Mark Tucker- Batstew ,2005 Destijl reissue
I used to live in this neighborhood where these guys who would rev their car engines for no apparent reason during the day and sometimes, excruciatingly, at night. First they’d turn the car engine over, then let them idle loudly for a bit before gunning them, overdriving the engines until the noise was loud and shrill and honestly painful to hear. This totally random macho machine madness used to drive me nuts, esp when trying to take a nap. “What the hell are they doing out there?” I’d wonder. This was a long time before I heard Mark Tucker’s album Batstew. Now, I realize how unhip I was, these guys were just paying tribute to the Bat!
Part raw-boned singer-songwriter album, part field recordings, part monologue and all ode to a 1964 Cadillac, Tucker’s self-recorded and self-released album Batstew is one strange beast indeed. Not the type of thing you are likely to come across in your normal record hunting travels.

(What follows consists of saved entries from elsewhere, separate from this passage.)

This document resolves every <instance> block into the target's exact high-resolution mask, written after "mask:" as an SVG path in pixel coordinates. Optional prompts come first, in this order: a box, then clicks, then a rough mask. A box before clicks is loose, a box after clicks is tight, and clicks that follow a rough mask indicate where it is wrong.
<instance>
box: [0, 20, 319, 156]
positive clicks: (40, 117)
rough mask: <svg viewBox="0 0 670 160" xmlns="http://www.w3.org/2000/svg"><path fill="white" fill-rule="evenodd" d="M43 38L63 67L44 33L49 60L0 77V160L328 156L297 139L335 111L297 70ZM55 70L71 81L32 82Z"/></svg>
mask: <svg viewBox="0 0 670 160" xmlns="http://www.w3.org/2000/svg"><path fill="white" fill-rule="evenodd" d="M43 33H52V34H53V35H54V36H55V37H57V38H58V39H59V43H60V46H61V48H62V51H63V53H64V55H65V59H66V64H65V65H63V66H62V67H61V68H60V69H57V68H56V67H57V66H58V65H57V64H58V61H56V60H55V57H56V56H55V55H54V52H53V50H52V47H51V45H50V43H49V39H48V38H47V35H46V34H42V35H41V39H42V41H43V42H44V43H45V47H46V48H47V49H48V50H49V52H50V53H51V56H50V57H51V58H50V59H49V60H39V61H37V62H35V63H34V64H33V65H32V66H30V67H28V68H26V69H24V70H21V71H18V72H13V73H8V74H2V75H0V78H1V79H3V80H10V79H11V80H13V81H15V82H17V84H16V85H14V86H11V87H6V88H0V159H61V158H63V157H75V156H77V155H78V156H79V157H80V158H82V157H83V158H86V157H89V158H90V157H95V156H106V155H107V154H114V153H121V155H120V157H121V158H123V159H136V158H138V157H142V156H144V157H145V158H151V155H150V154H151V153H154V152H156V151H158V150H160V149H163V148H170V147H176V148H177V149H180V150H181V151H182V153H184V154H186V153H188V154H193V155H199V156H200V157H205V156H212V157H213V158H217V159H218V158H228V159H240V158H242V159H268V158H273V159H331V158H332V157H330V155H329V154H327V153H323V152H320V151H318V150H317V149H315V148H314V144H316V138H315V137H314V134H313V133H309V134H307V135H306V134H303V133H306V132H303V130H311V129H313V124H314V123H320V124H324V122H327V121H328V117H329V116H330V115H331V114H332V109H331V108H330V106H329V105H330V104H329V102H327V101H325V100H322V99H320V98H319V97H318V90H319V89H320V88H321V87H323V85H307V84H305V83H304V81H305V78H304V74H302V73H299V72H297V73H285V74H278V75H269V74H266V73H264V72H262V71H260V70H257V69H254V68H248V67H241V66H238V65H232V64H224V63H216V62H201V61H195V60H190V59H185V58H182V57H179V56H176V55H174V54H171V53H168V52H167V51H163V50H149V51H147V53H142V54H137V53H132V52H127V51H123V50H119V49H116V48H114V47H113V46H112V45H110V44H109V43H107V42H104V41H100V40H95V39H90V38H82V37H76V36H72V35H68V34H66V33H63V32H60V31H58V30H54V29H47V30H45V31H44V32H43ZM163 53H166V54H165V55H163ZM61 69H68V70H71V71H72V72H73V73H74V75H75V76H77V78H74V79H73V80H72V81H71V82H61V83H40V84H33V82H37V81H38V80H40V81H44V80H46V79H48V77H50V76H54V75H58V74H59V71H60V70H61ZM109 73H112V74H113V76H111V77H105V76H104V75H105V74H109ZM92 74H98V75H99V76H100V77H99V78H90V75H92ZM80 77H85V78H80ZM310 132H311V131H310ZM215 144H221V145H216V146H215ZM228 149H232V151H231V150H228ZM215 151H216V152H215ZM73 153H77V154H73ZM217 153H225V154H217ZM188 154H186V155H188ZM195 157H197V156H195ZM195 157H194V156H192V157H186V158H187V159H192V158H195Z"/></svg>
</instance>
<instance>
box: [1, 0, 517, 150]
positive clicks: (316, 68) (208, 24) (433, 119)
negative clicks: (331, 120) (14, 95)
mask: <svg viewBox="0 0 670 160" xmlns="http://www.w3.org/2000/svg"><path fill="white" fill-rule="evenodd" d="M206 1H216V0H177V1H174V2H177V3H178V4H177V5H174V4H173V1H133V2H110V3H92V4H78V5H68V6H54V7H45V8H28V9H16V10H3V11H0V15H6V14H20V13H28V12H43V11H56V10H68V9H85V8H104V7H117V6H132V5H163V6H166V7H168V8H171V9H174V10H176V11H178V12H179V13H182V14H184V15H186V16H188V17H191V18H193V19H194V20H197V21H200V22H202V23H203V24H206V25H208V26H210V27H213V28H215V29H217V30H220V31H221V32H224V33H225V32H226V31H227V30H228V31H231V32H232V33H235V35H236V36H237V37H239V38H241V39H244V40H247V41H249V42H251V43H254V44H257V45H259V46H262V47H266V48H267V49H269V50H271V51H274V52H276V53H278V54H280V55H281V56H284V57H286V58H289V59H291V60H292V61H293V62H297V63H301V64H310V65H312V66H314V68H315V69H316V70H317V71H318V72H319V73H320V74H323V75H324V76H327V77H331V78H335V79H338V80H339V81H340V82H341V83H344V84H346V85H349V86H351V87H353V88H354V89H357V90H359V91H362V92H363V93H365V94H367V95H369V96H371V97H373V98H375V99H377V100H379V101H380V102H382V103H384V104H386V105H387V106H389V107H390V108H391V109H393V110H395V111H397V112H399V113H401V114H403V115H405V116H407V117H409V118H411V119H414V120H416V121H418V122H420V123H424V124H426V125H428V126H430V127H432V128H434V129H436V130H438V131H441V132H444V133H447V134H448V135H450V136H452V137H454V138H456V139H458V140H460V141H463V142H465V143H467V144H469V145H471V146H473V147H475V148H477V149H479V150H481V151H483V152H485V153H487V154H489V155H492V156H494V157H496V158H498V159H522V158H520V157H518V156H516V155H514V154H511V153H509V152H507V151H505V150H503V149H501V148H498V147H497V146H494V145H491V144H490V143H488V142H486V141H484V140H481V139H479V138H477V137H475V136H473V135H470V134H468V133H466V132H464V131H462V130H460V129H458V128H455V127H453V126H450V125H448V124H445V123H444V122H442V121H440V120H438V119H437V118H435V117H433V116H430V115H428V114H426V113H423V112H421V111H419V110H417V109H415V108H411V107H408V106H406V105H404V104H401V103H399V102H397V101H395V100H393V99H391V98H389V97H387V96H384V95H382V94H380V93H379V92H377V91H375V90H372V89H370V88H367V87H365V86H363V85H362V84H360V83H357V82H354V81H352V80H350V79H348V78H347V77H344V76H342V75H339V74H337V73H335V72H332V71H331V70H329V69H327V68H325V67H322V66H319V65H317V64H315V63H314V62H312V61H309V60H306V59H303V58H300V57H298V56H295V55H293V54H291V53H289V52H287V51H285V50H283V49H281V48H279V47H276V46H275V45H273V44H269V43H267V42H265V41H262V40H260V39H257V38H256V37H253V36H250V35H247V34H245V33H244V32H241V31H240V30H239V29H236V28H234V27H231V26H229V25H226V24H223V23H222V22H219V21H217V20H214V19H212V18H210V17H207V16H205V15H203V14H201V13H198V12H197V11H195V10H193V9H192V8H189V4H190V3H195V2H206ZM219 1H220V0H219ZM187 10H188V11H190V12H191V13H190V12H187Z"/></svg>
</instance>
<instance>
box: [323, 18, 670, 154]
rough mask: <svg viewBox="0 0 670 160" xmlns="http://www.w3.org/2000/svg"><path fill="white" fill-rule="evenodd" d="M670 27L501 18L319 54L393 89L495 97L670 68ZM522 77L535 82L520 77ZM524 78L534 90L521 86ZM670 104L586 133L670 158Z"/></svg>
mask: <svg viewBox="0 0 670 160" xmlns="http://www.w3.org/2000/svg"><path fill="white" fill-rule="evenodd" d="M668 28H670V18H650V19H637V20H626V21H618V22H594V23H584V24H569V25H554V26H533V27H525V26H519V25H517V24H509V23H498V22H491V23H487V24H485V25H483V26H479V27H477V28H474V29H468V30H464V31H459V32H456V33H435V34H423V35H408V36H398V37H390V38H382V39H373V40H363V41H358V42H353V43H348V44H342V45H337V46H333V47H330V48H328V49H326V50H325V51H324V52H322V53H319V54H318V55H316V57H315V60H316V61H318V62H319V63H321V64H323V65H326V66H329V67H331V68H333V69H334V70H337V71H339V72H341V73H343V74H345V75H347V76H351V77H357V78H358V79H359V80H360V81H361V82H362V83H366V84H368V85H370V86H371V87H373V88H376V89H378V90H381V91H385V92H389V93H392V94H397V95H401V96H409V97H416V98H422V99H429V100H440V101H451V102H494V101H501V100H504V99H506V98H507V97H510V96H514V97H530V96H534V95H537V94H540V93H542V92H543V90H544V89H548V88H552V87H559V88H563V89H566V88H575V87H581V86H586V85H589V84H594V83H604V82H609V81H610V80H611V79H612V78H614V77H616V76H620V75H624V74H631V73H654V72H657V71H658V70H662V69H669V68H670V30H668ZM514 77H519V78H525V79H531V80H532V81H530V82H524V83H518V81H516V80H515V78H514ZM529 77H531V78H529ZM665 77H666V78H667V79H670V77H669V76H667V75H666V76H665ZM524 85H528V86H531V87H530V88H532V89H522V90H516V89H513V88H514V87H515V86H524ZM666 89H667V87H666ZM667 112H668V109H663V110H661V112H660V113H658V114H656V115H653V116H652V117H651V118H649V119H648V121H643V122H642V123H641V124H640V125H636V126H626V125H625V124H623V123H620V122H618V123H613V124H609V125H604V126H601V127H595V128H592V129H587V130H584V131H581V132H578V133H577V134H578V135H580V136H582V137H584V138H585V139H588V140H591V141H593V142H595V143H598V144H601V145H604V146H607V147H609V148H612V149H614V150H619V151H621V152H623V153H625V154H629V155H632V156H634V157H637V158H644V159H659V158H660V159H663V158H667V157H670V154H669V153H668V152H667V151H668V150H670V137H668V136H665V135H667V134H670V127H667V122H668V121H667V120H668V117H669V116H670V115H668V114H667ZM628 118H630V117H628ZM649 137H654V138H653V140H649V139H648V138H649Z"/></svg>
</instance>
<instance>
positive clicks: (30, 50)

A good chunk of the first half of the record is taken up with recordings of Tucker’s car, more specifically engine sounds, doors opening and closing, trunks slamming, plus Tucker speaking directly to the automobile, all while various extraneous sounds of birds, other car horns, etc filter through your speakers. Occasionally these vignettes are interrupted by songs such as “Sideways Love”, a defiant ballad about two boys in love played on a slightly out-of-tune piano and could almost be an early Will Oldham tune. The music throughout has the feel of a t.v. movie soundtrack with similar motifs playing out repeatedly. Simple, honest and sometimes very cheery songs about cars (mostly), a girl (according to the notes anyway) and honey trees. The second to last song “Kids” details a housewife’s 19th nervous breakdown in style not too far from a loose Mayo Thompson/Red Krayola number and also serves as a sort of Batstew prologue.
“Most people don’t ordinarily show affection to their cars” Tucker says at one point, one might point out they even less frequently write entire albums about their cars.
The second side is where the album derives most of its reputation, the ten minute “Submerged Bat Vortex” is a collage of tape manipulations, proto-“Close Encounters” ARP synth damage, more car sounds, squirrely bleeps, bloops and other deep space effects. However, for all this weirdness the album never feels inept or “outsider-y”, it has a genuine innocence and naivety about it, in fact some of that genuineness begins to grate over the course of an entire record.
The liner notes, written by Tucker, who now goes by the name T.Storm Hunter details the story of the album, following the somewhat predictable path of how no one understood or cared for the record, until it gained a cult following and also the sad end of some of the main collaborators.
I suppose it is pretty unlike those guys in my old neighborhood were playing tribute to Batstew, but man it would cool if they had been.